Isis Pharmaceuticals, Inc., a leading company in antisense drug discovery and development, exploiting a novel drug discovery platform, announced the publication of new data in the journal Circulation Research demonstrating that antisense targeting of apolipoprotein C-III (apoC-III) resulted in significant reductions in apoC-III and triglycerides, each an independent risk factor for cardiovascular disease.  

Hypertriglyceridemia is a serious medical condition associated with premature coronary artery disease and an increased risk for pancreatitis.  Isis is developing its antisense apoC-III inhibitor, ISIS-APOCIIIRx, for the treatment of patients with severe hypertriglyceridemia and plans to report top-line data in the middle of this year.

"Patients with high triglycerides and high apoC-III levels are at significant risk of developing cardiovascular disease, metabolic syndrome, diabetes and pancreatitis.  Despite currently available triglyceride-lowering agents, many patients cannot reduce their triglycerides to acceptable levels.  Because apoC-III is a key regulator of triglyceride clearance from the blood and itself is an independent risk factor for cardiovascular disease, lowering both apoC-III and triglycerides could provide significant therapeutic benefit," said Richard Geary, senior vice president of development at Isis.  "In this paper, we report consistent activity of antisense inhibition of apoC-III to lower both apoC-III and triglycerides in multiple rodent models of dyslipidemia, in non-human primates and in man.  These data support the potential therapeutic benefit a selective apoC-III inhibitor could offer patients with hypertriglyceridemia and elevated apoC-III.   Following the completion of the Phase 2 study, we plan to move rapidly into a Phase 3 study in the most severe patients with triglyceride levels greater than 880 mg/dL who are unable to reach acceptable triglyceride levels with currently available treatments."

In the published data, treatment with an antisense compound targeting apoC-III produced a variety of potential cardio-protective effects including significant dose-dependent reductions of apoC-III and triglycerides in all models and species, including man.  In addition, treatment with an antisense compound targeting apoC-III resulted in enhanced triglyceride clearance from blood following a high-fat meal, reduction of VLDL particles and a slight increase in HDL-C levels.  In all models and in the Phase 1 study, antisense inhibition of apoC-III was well tolerated.  These data were consistent across multiple preclinical models and species and in a Phase 1 study in healthy volunteers demonstrating that Isis' antisense technology was able to produce predictable and consistent responses among different animal models that translate into corresponding activity in man. In the Phase 1 study, treatment with ISIS-APOCIIIRx was well tolerated and produced rapid, dose-dependent median reductions of up to 44 percent in plasma triglycerides and up to 78 percent in apoC-III protein, with two out of the three subjects in the highest dose group achieving undetectable levels of apoC-III.

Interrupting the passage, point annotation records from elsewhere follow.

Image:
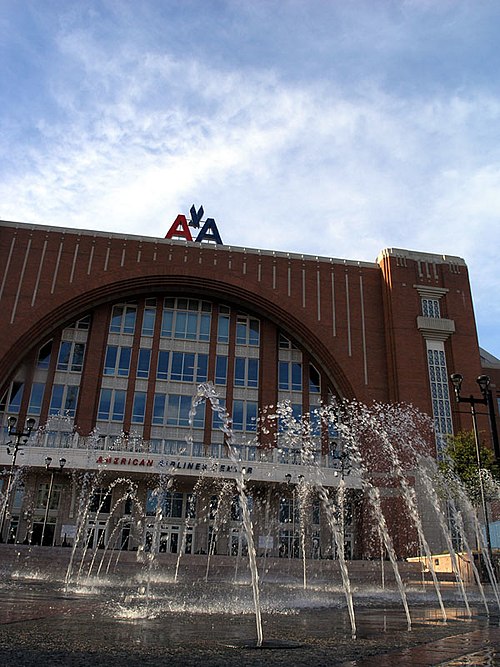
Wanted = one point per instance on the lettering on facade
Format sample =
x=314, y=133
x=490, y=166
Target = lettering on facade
x=123, y=461
x=212, y=466
x=207, y=234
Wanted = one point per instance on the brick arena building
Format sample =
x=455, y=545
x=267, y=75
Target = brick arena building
x=105, y=338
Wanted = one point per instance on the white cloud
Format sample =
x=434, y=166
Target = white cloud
x=309, y=167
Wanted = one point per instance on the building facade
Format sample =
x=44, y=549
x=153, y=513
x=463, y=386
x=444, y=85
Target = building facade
x=107, y=338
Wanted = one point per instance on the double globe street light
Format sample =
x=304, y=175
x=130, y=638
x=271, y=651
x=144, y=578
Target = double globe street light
x=483, y=382
x=20, y=438
x=48, y=461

ISIS-APOCIIIRx inhibits the production of apoC-III, a traditionally 'undruggable' target that inhibits the clearance of triglycerides from the blood. People who do not produce apoC-III have lower levels of triglycerides and lower instances of cardiovascular disease. ApoC-III is elevated in patients with dyslipidemia, or an abnormal concentration of lipids in the blood, and is frequently associated with multiple metabolic abnormalities, such as insulin resistance and/or metabolic syndrome. In human population studies, lower levels of apoC-III and triglycerides correlated with a lower rate of cardiovascular events.